Marcelo Palma foi um dos amigos mais próximos de Maycon Douglas que mais deu a cara após o desaparecimento do jovem na madrugada de 31 de dezembro de 2025. Depois de ter sido encontrado um corpo perto do local do desaparecimento, coube a Marcelo Palma reconhecer o corpo do amigo. Semanas após a confirmação da morte do ex-concorrente, o jovem veio a público contar como lidou com este procedimento.
Marcelo Palma é dono de uma agência funerária. Ainda assim, relatou que foi uma dor inexplicável e que reconheceu o corpo do amigo no sentido de proteger a mãe e o melhor amigo do jovem:
«O reconhecimento do corpo foi algo muito ponderado, mas alguém tinha de o fazer e era uma situação em que conseguia proteger tanto a mãe como o melhor amigo. Até hoje, não sei o que senti nem o que sinto. Sinto um vazio gigante, continua a ser muito surreal, muito difícil de digerir e de aceitar que tudo isto é real. Senti-me sem chão. Os meus dias foram praticamente passados a chorar, foi um impacto gigante e psicologicamente foi algo que me afetou muito», começou por relatar Marcelo Palma à TV7 Dias.
O jovem deixou ainda claro que se sentiu na obrigação de ser ele a fazê-lo pelo amigo: «Sentimento de que era a última coisa que eu poderia fazer. Sinto que tenho de ser eu a fazer, mais ninguém», acrescentou.

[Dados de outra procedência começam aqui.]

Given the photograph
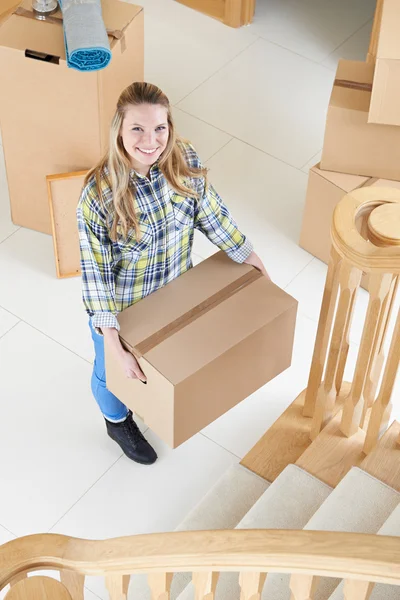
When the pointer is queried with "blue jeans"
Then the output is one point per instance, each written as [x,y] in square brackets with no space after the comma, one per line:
[112,408]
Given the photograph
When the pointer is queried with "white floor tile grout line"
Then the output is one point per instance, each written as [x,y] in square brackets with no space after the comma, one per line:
[314,62]
[220,445]
[300,272]
[217,71]
[234,137]
[8,237]
[8,331]
[215,153]
[45,334]
[344,42]
[86,492]
[92,592]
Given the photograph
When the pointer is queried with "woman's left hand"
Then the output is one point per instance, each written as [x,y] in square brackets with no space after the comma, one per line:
[256,262]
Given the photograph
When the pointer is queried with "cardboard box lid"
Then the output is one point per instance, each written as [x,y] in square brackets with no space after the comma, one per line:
[195,330]
[352,86]
[385,183]
[389,39]
[345,182]
[23,33]
[6,7]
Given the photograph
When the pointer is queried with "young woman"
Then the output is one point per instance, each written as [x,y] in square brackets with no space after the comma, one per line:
[136,216]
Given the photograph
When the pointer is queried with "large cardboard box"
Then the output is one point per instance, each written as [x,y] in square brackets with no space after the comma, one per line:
[6,8]
[352,145]
[385,98]
[206,341]
[325,190]
[55,119]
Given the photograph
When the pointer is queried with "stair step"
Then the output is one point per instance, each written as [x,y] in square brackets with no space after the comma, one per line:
[331,455]
[223,507]
[359,504]
[286,440]
[288,503]
[384,461]
[380,591]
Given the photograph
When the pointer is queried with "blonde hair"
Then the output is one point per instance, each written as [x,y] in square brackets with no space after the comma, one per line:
[115,166]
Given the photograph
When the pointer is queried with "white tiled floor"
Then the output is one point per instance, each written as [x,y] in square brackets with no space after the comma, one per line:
[253,101]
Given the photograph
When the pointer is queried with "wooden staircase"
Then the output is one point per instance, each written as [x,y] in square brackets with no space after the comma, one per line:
[330,428]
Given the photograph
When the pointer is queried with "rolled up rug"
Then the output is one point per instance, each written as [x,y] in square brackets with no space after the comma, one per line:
[86,41]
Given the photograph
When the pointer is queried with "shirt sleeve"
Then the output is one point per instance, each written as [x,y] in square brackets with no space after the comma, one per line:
[215,221]
[98,284]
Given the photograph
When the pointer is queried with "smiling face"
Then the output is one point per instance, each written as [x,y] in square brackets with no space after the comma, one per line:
[144,135]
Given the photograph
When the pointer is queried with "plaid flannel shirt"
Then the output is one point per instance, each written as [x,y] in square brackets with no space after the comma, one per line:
[117,274]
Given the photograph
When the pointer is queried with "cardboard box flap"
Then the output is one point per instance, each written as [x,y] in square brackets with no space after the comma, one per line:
[352,86]
[23,33]
[219,330]
[345,182]
[6,8]
[389,39]
[385,183]
[143,320]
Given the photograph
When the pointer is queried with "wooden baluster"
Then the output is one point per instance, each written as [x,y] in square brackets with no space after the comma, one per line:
[160,585]
[357,590]
[303,587]
[251,585]
[323,333]
[376,27]
[349,280]
[382,407]
[380,285]
[378,355]
[344,350]
[74,582]
[117,586]
[205,585]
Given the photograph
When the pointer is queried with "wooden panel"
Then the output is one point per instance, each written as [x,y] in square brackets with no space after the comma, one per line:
[332,454]
[64,192]
[286,440]
[384,461]
[283,443]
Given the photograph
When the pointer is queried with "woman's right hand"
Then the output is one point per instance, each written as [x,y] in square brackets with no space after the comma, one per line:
[127,361]
[131,366]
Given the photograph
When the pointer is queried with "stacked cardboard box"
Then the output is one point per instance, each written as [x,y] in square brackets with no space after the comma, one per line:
[362,135]
[55,119]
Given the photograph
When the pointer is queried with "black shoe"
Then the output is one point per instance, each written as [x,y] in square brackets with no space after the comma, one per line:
[128,435]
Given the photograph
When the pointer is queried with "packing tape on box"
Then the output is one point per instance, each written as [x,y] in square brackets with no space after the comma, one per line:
[353,85]
[117,34]
[194,313]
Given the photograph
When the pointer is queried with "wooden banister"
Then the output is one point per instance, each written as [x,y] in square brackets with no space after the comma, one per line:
[365,239]
[353,556]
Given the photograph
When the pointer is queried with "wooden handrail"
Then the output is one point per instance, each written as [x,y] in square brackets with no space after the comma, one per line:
[346,555]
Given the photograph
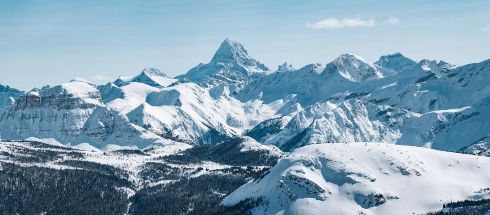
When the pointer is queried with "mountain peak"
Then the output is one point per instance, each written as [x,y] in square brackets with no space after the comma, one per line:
[231,51]
[396,62]
[355,68]
[285,67]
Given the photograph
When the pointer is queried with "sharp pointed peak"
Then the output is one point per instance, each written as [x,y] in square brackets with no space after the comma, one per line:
[230,51]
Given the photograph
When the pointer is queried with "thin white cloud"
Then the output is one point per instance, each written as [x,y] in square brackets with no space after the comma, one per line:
[392,20]
[332,23]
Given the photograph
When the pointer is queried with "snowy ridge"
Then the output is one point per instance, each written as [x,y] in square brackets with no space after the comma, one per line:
[231,64]
[367,178]
[71,113]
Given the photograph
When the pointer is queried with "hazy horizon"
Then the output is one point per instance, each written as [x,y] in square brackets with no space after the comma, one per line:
[53,42]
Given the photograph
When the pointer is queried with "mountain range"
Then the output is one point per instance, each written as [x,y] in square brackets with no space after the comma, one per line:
[427,106]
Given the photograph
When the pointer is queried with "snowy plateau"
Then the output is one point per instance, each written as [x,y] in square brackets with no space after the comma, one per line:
[232,136]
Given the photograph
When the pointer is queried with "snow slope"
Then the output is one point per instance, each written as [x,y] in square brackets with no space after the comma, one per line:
[366,178]
[230,65]
[71,113]
[8,96]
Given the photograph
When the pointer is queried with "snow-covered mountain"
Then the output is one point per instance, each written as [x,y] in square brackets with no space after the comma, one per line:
[189,141]
[72,113]
[153,77]
[365,178]
[230,65]
[394,100]
[8,96]
[43,176]
[409,106]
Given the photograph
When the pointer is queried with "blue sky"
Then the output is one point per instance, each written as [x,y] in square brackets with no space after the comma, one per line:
[50,42]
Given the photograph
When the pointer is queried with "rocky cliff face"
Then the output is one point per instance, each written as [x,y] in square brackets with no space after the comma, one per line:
[72,113]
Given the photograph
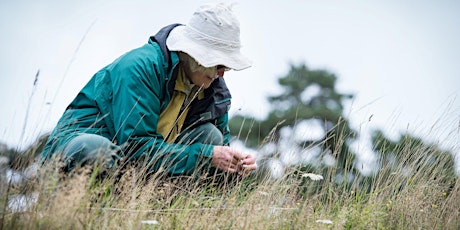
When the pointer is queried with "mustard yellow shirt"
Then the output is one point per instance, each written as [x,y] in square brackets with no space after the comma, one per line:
[172,119]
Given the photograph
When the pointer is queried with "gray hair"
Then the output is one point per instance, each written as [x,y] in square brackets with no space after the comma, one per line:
[194,66]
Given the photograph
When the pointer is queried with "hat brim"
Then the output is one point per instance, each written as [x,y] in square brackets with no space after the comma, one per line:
[203,54]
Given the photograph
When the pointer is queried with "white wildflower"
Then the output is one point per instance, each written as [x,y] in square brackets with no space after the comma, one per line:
[152,222]
[313,176]
[324,221]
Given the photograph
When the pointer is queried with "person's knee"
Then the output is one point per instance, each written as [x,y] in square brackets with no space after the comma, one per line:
[89,148]
[206,134]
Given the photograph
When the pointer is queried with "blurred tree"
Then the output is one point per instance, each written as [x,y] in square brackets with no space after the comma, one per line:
[308,97]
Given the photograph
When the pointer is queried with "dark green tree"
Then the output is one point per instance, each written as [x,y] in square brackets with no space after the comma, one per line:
[307,95]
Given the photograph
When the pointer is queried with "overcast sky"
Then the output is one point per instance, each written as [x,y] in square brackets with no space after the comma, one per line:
[399,58]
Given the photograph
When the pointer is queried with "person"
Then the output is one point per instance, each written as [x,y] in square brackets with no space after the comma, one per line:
[165,103]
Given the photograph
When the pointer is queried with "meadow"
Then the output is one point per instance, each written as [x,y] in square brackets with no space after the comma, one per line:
[425,197]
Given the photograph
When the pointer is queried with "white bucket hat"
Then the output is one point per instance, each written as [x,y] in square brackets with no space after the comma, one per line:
[212,37]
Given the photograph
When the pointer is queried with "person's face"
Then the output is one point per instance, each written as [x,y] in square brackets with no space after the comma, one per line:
[205,76]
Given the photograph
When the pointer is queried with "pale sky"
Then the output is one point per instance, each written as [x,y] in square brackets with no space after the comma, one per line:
[400,58]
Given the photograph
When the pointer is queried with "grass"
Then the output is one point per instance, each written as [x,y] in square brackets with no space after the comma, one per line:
[424,198]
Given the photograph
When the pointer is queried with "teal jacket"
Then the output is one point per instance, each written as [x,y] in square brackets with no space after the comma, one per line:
[123,102]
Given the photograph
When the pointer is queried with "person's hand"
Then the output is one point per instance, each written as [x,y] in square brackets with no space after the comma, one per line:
[248,165]
[226,159]
[232,161]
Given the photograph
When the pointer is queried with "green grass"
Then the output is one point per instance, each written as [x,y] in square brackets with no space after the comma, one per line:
[426,198]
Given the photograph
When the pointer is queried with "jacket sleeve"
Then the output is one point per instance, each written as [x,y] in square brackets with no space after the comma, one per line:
[138,85]
[222,125]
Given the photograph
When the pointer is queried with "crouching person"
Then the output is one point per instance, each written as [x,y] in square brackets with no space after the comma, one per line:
[165,102]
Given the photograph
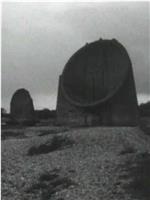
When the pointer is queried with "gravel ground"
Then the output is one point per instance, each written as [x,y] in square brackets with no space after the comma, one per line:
[78,164]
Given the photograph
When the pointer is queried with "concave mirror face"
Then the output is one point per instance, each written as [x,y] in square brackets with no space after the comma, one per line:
[95,72]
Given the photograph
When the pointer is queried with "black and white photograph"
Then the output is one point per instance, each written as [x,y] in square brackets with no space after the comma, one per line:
[75,100]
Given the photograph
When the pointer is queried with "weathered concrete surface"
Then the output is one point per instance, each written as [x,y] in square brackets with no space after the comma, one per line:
[21,107]
[97,87]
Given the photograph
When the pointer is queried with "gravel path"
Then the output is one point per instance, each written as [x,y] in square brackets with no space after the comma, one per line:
[79,164]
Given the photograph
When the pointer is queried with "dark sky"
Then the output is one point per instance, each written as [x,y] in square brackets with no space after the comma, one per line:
[39,38]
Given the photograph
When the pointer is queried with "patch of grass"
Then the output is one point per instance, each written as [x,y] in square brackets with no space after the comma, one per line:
[11,134]
[138,171]
[49,184]
[127,150]
[57,143]
[53,131]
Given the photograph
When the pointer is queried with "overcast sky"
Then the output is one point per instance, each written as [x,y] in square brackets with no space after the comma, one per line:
[39,38]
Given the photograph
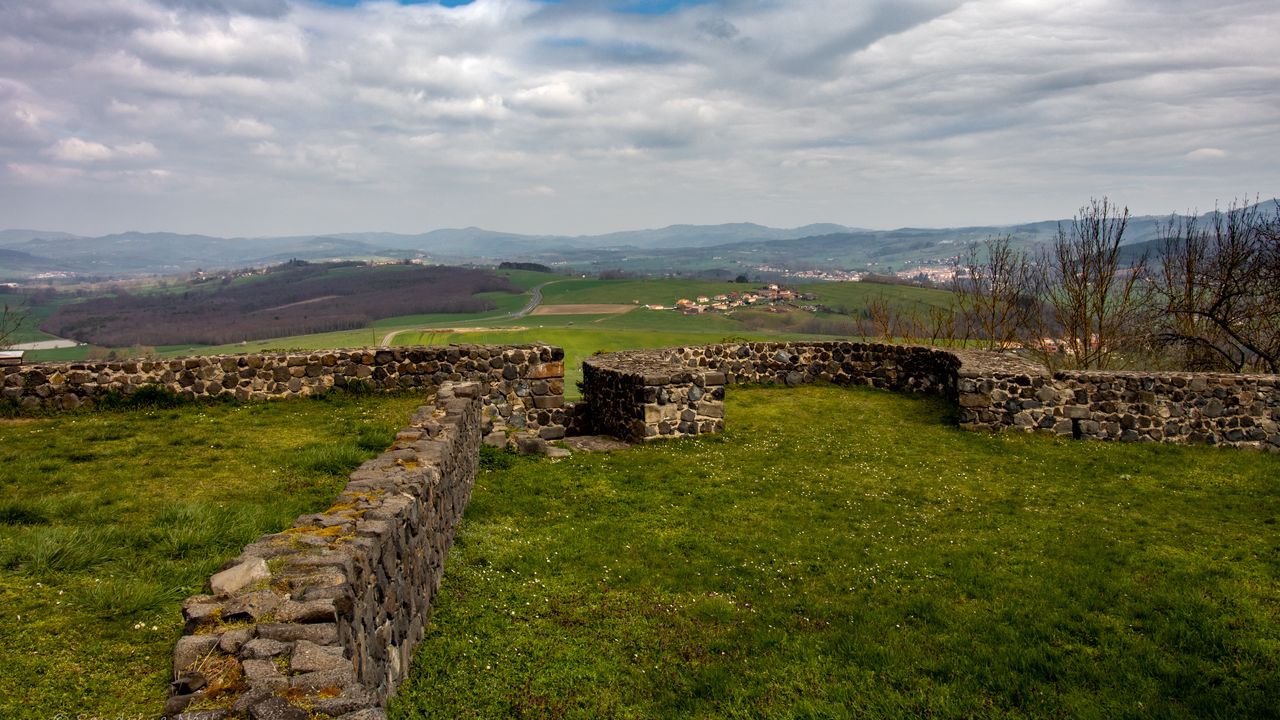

Desde o desaparecimento de Maycon Douglas, Marcelo Palma contou ainda como se tem sentido:
«Tem sido muito intenso. Desde o dia 1 de janeiro que vivo um misto de emoções, pouco descanso, e muita coisa para assimilar e gerir, o que não foi fácil. Cada pessoa tem a sua maneira de viver o luto. Não sou de julgar o luto de ninguém, até devido à minha profissão. Fui para a Nazaré por volta da hora de almoço do dia 1 de janeiro, porque percebi que as coisas estavam cada vez mais estranhas. Sabia que o dia 31 de dezembro era importante para o Maycon e que ele sempre desejou atuar nesse dia, por isso, achei estranho o silêncio.»